State Archives and Records NSW was spooked off using Microsoft cognitive services for a pilot project over fears the authority could permanently lose control of its data.
The authority last year said it planned to run both internal and other agency pilots of machine learning to determine whether the technology could be used to automate some records classification and disposal activities.
It is now in the process of running the internal pilot on a 30GB data corpus from the defunct National Occupational Licensing Authority (NOLA); the data was deemed to fall under NSW’s jurisdiction and has been permanently archived.
However, plans to run the data through Microsoft’s Azure learning workbench and cognitive services were scotched after an internal risk assessment raised two potential red flags.
One of those flags was from a condition listed online that “cognitive services collect and use many types of data, such as images, audio files, video files, or text, all of which may be retained by Microsoft indefinitely to improve Microsoft products and services, without a means for you to access or delete that retained data".
Digital state archives project officer Glen Humphries told a record managers forum last month that the clause forced the authority to reconsider its planned technology choice.
“Microsoft has got an Azure machine learning workbench and really good algorithms. We were really thinking 'this is going to be great' until I started doing the risk assessment about the data,” Humphries said.
“I got a bit deeper in paperwork on Microsoft sites and .. [I noticed] that actually the machine learning components fit under Microsoft cognitive services where all the APIs and algorithms live, and they have a really small clause in there that says they may use content and retain data for their own production development.
“All of a sudden it dawned on me these are records of NSW and they’re going to keep them forever and there’s loss of ownership. The risk is too high. We can’t do this anymore.”
Humphries said a separate clause in the user agreements required consent to be obtained from anyone in the dataset before the data was sent to an Azure API.
This became a secondary barrier to progressing on Azure, but Humphries made clear that the “main barrier was they were going to hold onto our data".
Instead of Azure, the authority turned to its own computers. Humphries said at least some were highly-spec’ed “and can run quite hefty algorithms and data through them so we are totally doing it in-house".
The pilot is still a work-in-progress.
“It’s really early days for us in this field," he said.
In addition, State Archives and Records NSW is still looking to pair up with an agency on a machine learning project that would use vendor technology to understand how machine learning could play out in other parts of NSW government.
State Archives and Records NSW is also currently undergoing a restructure that will see certain functions consolidated into other business units.
One of the changes will see the digital archives team - which looks after the machine learning pilots - folded into corporate ICT.

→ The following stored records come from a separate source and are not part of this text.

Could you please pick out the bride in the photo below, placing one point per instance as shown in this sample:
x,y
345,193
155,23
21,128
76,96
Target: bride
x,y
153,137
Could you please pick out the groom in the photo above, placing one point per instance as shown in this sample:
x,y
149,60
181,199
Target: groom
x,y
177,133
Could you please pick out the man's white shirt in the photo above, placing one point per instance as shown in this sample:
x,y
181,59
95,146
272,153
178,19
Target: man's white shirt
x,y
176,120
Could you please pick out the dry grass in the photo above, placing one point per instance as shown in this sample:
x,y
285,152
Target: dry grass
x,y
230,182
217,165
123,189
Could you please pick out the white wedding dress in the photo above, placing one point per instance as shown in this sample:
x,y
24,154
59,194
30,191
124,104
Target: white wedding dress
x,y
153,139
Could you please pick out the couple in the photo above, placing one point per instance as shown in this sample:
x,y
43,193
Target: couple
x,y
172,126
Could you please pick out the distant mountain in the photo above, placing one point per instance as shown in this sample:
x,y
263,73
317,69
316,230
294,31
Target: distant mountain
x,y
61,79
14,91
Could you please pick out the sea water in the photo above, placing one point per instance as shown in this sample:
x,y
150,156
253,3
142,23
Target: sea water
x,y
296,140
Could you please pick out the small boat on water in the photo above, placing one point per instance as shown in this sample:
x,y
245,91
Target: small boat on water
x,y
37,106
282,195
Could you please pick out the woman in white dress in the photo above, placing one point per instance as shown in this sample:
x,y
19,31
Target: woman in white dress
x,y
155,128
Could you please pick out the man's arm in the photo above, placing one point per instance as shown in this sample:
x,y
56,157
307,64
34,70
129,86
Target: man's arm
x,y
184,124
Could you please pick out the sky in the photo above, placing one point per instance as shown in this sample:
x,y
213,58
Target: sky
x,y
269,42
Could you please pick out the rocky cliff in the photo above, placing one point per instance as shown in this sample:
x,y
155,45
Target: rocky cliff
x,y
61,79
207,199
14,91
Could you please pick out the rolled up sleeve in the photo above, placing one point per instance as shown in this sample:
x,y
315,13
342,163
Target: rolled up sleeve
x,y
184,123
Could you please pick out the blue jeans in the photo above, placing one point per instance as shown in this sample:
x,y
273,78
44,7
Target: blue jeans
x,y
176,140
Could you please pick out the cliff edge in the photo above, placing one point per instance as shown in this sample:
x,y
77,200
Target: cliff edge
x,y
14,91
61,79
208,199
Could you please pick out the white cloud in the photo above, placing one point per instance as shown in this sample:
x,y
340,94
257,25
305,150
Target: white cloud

Digital archives team lead Richard Lehane said the team would be “expanding slightly to have new roles that are dedicated towards looking at the kind of solutions that government needs to better support records management in a digital age".
“Machine learning fits very neatly into that because it has great potential to assist in classification and disposal, particularly of unstructured digital records such as email and network shares,” Lehane said.
“We’re also looking at a couple of other digital initiatives at the moment, including a social media framework for whole-of-government.
“We’re also doing some initial work looking at a whole-of-government digital records repository for long-term management of digital records that aren’t required as state archives.”